Hormone-dependent and -independent transcriptional activation by thyroid hormone receptors are mediated by different mechanisms

Transcriptional activation by thyroid hormone (T-3) receptor (T(3)R) generally requires the binding of its high affinity ligand. However, we reported previously that chicken T(3)R alpha (cT(3)Ra) and human T(3)R beta 1 (hT(3)R beta 1) could activate transcription from several promoters containing T(3)R response elements (TREs) in a hormone-independent fashion when expressed in rat anterior pituitary GH(4)C1 cells. In this study we show that rat T(3)R alpha 1 also activates transcription without T-3 in GH4C1 cells and that the oncoprotein v-erbA that is derived from cT(3)Ra but does not bind T-3 is not a constitutive activator in these cells. Increased expression of T(3)R results in transcriptional activation of both native and minimal promoters, and this activation does not appear to require a defined TRE in the promoter. Because hormone-independent activity is not observed in several other cell lines, this activity may involve specific factors present in GH(4)C1 cells. Three mutants with single amino acid changes in a 20-amino acid region of the ligand-binding domain of cT(3)R alpha do not mediate hormone-independent activity.

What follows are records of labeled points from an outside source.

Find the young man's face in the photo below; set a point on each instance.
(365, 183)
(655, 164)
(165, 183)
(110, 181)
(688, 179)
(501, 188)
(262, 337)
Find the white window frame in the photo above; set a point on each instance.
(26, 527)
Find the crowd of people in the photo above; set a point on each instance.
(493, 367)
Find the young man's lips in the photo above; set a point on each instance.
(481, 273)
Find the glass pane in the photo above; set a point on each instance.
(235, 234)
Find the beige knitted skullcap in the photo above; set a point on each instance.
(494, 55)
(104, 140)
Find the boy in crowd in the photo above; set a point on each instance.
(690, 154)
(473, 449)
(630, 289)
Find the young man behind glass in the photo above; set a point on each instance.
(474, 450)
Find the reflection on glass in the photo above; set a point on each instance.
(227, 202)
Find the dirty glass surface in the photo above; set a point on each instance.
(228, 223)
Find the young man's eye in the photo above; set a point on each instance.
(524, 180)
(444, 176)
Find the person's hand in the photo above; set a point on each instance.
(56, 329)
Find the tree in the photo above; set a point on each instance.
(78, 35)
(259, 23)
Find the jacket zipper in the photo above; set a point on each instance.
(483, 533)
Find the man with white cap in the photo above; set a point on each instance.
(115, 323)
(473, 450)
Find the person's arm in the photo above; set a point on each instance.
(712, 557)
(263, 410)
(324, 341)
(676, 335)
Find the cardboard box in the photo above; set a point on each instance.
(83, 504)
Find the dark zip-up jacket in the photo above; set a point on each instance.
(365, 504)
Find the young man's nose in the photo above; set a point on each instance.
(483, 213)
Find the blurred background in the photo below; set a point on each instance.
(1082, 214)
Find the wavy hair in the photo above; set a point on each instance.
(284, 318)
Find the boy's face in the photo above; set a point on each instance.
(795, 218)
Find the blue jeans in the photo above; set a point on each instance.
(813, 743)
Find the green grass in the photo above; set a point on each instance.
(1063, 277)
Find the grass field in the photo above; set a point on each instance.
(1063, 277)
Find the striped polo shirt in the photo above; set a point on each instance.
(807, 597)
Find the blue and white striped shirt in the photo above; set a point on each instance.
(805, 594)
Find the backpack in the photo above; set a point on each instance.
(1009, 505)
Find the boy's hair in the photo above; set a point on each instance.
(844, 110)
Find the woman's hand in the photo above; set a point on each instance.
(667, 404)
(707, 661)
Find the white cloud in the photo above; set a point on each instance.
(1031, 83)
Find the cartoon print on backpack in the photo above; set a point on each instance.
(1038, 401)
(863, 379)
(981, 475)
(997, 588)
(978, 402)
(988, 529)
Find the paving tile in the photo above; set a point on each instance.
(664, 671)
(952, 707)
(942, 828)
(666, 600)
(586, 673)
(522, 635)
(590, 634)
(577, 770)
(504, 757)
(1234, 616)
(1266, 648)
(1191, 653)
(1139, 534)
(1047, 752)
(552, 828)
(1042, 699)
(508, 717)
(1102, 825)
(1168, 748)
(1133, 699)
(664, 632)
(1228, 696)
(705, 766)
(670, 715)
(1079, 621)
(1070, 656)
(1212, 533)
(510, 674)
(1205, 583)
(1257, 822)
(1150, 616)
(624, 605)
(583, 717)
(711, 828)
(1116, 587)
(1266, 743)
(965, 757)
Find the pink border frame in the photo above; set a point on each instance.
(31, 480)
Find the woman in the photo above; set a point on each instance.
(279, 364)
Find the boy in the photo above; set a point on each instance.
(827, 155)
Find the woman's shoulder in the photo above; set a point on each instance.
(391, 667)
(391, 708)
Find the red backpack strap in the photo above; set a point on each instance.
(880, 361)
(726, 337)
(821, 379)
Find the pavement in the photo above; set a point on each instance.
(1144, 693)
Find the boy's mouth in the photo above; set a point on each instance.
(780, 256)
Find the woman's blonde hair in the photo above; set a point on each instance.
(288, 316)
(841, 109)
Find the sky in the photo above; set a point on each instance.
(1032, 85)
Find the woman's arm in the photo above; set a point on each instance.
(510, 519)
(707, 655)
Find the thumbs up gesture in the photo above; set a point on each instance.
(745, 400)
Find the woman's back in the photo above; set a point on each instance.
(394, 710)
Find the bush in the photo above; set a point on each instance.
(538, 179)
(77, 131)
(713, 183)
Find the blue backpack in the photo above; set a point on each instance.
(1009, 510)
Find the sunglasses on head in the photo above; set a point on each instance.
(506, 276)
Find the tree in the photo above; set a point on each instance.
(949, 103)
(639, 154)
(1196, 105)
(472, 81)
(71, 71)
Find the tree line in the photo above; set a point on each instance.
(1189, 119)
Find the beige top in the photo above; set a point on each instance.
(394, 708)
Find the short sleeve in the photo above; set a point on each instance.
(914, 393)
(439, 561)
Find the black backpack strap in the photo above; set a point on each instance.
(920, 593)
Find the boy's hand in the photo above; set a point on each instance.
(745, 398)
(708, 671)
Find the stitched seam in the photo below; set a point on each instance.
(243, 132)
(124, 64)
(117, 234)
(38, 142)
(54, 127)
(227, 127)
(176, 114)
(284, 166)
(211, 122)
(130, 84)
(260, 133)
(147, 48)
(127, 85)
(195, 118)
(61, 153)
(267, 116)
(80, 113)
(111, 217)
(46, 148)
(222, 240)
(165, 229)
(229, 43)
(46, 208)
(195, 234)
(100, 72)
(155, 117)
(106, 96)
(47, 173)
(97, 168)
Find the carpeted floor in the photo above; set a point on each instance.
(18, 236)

This region is highly conserved within the nuclear receptor family and has been implicated in interactions with other proteins, suggesting participation of other transcription or accessory factors in the hormone-independent activity of T(3)R. Two of these mutants mediate hormone-dependent transcriptional activation similar to wild-type cT(3)R alpha. All three mutants interact in vitro with retinoid X receptor beta similar to wild-type cT(3)R alpha. Our findings suggest that hormone-dependent and hormone-independent transactivation proceed by distinct mechanisms.